Ich wußte schon längst, daß er den Fürsten furchtbar quälte. Er war schon ein- oder zweimal während meiner Anwesenheit zum Fürsten gekommen. Ich ... ich hatte in diesem letzten Monat auch schon einmal mit ihm zu tun gehabt, aber diesmal wunderte ich mich ein wenig – aus einem besonderen Grunde – über sein Erscheinen beim Fürsten.

„Warten Sie!“ sagte der Fürst zu ihm und begann, ohne ihn überhaupt zu begrüßen, und indem er uns den Rücken zuwandte, aus seinem Schreibtisch Papiere und Rechnungen herauszunehmen.
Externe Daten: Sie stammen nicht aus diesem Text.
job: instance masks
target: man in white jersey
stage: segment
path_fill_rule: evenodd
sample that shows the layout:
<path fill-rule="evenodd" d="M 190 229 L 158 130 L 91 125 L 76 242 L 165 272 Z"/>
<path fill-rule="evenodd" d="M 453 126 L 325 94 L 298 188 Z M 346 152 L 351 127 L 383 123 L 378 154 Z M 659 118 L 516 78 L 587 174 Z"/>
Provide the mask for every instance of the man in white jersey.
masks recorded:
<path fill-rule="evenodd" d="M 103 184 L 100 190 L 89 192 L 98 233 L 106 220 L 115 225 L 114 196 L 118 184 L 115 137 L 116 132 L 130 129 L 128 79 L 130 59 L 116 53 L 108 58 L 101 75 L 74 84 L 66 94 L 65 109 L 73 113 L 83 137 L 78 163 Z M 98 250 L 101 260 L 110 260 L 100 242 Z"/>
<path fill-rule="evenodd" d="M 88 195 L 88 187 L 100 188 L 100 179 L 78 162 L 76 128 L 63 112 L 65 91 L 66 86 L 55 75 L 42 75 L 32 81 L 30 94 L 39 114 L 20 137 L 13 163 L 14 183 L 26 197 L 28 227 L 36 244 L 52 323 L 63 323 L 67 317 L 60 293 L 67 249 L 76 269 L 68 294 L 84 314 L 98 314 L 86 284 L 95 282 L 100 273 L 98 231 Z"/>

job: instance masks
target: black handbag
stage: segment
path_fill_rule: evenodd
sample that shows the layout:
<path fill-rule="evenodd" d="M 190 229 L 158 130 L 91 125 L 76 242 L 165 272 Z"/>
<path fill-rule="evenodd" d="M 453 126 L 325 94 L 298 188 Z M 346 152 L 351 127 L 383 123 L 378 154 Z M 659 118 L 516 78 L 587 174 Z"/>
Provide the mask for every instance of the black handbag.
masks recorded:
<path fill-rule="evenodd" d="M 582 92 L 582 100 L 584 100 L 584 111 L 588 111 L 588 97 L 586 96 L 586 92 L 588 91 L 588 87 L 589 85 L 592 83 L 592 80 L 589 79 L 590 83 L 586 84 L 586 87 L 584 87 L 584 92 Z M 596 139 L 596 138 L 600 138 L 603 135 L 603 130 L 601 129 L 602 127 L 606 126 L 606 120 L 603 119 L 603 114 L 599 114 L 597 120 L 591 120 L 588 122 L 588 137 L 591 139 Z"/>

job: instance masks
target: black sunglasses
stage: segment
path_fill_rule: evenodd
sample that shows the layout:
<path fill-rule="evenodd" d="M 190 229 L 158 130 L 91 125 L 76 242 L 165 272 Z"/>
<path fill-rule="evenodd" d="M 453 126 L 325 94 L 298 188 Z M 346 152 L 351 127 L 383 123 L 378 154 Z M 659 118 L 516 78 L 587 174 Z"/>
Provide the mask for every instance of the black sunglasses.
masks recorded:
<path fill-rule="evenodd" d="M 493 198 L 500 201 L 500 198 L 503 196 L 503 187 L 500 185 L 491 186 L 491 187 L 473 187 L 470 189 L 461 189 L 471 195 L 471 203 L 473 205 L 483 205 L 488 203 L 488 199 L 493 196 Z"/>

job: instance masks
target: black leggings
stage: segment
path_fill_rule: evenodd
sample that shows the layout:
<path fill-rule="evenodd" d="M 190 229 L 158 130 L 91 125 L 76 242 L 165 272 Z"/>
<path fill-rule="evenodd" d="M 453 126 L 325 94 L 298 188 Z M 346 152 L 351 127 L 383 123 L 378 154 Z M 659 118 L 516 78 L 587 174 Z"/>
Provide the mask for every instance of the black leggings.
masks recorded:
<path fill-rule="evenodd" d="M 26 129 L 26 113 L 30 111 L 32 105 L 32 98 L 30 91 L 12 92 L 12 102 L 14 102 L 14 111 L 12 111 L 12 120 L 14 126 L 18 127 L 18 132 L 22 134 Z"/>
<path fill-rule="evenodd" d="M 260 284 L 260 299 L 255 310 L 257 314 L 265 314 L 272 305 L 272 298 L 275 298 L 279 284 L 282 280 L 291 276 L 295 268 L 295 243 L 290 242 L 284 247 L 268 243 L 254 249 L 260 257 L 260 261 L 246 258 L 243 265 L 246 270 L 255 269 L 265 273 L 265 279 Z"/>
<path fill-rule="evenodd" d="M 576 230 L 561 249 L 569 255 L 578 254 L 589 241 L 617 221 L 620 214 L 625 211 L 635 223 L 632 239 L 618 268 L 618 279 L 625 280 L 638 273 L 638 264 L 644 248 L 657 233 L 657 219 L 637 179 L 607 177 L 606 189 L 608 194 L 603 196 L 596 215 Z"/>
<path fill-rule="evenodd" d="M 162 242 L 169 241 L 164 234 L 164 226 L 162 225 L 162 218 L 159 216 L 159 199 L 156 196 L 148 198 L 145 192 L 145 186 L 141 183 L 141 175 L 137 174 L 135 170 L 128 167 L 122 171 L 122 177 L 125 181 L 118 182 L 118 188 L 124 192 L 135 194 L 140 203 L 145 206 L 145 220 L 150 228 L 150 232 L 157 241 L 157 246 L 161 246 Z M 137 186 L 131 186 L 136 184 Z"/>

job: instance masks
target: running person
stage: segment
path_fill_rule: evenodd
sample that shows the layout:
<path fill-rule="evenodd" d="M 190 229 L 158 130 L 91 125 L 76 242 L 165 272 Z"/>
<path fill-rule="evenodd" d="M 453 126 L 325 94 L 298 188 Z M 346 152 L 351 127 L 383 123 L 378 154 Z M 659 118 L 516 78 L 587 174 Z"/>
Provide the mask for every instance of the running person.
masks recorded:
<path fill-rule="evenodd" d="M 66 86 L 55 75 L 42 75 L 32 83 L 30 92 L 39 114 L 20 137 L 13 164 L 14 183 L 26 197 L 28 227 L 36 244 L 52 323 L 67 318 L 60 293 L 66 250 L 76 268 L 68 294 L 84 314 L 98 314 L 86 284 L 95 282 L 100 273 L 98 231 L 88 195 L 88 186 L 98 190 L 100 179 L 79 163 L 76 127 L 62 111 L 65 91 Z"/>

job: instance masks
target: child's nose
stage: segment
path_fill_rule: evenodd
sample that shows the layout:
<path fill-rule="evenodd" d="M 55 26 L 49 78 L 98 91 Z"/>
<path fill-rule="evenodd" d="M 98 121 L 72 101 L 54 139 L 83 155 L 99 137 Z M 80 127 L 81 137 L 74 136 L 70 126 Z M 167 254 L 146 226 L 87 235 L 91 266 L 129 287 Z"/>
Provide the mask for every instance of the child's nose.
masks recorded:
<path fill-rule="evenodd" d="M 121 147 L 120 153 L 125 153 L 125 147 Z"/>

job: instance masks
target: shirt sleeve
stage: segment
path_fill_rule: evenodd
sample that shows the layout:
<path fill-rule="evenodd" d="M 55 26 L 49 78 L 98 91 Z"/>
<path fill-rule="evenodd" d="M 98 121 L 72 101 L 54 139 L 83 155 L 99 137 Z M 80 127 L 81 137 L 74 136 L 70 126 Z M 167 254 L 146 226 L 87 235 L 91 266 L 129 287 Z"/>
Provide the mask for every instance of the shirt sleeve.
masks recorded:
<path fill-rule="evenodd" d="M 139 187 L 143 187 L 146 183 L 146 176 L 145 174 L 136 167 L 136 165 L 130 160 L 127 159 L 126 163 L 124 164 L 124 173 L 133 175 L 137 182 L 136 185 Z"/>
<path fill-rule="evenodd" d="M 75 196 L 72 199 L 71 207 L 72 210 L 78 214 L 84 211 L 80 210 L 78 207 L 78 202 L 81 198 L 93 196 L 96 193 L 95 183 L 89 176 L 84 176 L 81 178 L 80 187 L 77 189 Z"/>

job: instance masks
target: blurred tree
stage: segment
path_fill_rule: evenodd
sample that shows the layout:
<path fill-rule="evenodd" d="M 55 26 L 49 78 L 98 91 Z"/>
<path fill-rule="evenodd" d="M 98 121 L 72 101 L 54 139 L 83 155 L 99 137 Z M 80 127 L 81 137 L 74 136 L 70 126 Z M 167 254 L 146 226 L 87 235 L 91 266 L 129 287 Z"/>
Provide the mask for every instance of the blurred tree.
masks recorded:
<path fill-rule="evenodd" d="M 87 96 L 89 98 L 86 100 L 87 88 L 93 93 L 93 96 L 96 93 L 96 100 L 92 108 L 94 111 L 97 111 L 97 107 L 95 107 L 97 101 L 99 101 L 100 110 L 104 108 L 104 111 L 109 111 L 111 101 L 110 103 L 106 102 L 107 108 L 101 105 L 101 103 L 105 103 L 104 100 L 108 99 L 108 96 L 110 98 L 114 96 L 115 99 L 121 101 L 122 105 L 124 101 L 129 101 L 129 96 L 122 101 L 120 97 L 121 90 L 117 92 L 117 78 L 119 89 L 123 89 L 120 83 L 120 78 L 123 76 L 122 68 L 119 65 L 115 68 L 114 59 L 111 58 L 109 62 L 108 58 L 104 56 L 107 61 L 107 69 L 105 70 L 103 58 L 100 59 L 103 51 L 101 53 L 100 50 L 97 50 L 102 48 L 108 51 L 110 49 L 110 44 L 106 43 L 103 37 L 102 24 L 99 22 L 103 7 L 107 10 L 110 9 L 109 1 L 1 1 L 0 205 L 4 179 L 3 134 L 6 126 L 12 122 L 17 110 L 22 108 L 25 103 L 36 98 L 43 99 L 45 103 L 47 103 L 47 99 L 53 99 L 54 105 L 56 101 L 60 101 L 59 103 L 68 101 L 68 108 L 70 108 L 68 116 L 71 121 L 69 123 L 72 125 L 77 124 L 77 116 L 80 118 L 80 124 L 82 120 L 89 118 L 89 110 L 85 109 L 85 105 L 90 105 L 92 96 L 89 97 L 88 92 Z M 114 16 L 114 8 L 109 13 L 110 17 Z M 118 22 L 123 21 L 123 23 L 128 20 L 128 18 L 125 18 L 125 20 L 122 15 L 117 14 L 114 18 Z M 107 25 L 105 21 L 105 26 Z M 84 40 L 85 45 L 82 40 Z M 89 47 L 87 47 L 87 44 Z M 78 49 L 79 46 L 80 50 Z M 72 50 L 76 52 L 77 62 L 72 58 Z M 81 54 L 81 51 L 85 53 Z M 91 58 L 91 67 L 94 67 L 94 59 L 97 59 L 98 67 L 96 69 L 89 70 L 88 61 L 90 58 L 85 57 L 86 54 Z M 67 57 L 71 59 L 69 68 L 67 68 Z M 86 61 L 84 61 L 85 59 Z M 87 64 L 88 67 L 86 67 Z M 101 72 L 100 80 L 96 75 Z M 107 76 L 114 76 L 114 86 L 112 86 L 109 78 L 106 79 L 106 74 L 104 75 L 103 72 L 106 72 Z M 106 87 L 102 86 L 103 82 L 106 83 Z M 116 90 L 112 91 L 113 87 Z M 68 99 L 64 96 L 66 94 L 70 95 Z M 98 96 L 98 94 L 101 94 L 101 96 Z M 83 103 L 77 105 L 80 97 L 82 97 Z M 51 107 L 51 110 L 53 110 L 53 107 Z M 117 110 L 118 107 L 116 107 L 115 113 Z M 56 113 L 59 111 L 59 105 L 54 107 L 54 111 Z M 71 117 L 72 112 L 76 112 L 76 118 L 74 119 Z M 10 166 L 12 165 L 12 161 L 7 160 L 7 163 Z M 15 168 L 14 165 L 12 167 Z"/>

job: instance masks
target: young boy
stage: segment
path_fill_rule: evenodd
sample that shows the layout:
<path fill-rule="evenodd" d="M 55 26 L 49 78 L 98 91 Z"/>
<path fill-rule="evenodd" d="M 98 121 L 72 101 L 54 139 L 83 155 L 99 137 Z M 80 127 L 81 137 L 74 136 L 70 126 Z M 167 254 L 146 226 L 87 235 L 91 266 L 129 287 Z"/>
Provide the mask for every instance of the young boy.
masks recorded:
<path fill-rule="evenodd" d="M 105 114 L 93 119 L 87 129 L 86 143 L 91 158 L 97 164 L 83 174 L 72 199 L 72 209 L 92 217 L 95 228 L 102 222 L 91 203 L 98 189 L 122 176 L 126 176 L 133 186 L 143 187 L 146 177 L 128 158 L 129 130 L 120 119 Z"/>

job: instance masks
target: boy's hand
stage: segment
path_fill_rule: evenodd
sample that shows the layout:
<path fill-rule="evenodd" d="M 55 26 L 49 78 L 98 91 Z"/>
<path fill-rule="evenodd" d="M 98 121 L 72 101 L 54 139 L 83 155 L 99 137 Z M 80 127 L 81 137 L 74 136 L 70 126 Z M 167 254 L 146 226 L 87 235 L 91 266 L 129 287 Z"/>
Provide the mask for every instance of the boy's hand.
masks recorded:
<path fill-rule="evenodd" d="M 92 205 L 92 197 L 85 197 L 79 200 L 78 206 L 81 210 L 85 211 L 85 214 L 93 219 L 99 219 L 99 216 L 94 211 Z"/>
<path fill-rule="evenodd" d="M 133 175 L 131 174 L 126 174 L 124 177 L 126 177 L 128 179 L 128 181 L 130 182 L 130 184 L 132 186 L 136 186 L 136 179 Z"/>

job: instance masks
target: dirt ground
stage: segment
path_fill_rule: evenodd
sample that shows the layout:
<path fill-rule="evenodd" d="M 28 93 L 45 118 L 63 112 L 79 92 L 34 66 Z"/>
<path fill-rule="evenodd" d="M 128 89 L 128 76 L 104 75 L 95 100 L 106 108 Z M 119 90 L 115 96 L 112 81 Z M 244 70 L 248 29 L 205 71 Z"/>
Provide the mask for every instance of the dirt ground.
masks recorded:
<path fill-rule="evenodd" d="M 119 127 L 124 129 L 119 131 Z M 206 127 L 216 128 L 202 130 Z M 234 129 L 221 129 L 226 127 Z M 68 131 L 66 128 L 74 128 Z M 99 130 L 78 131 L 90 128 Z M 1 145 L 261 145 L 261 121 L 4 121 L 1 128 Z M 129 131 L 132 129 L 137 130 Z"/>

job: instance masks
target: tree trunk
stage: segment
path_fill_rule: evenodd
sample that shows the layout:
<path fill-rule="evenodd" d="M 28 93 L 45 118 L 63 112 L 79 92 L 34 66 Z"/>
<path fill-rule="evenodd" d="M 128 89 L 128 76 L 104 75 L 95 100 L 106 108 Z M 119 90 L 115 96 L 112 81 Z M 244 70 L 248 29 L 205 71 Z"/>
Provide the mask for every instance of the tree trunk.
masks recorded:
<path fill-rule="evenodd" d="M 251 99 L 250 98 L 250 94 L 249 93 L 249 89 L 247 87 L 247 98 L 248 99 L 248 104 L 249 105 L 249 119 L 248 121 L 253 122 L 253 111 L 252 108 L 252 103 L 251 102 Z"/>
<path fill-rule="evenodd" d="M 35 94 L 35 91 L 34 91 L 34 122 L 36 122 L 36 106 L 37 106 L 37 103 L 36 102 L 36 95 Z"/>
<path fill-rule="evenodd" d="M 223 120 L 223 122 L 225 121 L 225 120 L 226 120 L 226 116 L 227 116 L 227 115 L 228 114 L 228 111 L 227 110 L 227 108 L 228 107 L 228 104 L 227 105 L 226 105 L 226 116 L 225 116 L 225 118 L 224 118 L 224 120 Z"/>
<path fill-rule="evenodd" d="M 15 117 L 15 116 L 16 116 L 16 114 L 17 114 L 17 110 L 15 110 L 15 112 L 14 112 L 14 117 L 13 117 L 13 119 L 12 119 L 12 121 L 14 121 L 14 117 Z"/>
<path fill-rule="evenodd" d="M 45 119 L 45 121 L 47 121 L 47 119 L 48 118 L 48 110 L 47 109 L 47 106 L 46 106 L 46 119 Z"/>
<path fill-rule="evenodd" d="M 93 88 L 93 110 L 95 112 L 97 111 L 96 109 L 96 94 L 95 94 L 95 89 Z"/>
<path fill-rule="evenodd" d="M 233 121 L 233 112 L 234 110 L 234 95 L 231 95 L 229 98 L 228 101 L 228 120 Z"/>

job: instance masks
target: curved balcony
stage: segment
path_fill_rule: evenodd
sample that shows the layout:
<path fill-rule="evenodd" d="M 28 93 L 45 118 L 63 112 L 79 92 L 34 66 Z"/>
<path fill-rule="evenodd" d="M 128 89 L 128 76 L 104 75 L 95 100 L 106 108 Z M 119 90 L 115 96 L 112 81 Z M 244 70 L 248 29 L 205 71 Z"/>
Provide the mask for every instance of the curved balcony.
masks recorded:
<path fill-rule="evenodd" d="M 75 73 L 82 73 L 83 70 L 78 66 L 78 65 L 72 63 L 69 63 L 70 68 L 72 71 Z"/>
Was mich betrifft, so fühlte ich mich durch die letzten Worte des Fürsten entschieden beleidigt; seine Anspielung auf Werssiloffs Unehrenhaftigkeit war so deutlich gewesen (und so unbegreiflich), daß ich die Sache nicht ohne radikale Erklärung auf sich beruhen lassen konnte. Aber in Stebelkoffs Gegenwart war ein Zur-Rede-Stellen nicht möglich. Ich warf mich wieder in meine Diwanecke und schlug ein Buch auf, das auf dem Tisch lag.

„Was! Bjelinski, zweiter Teil! Das ist doch! – Sie wollen sich wohl bilden?“ rief ich dem Fürsten zu, aber es klang, glaube ich, recht gezwungen.

Er war sehr beschäftigt und beeilte sich sichtlich, aber auf meine Worte hin drehte er sich plötzlich nach mir um:

„Ich bitte Sie, lassen Sie das Buch liegen,“ sagte er scharf.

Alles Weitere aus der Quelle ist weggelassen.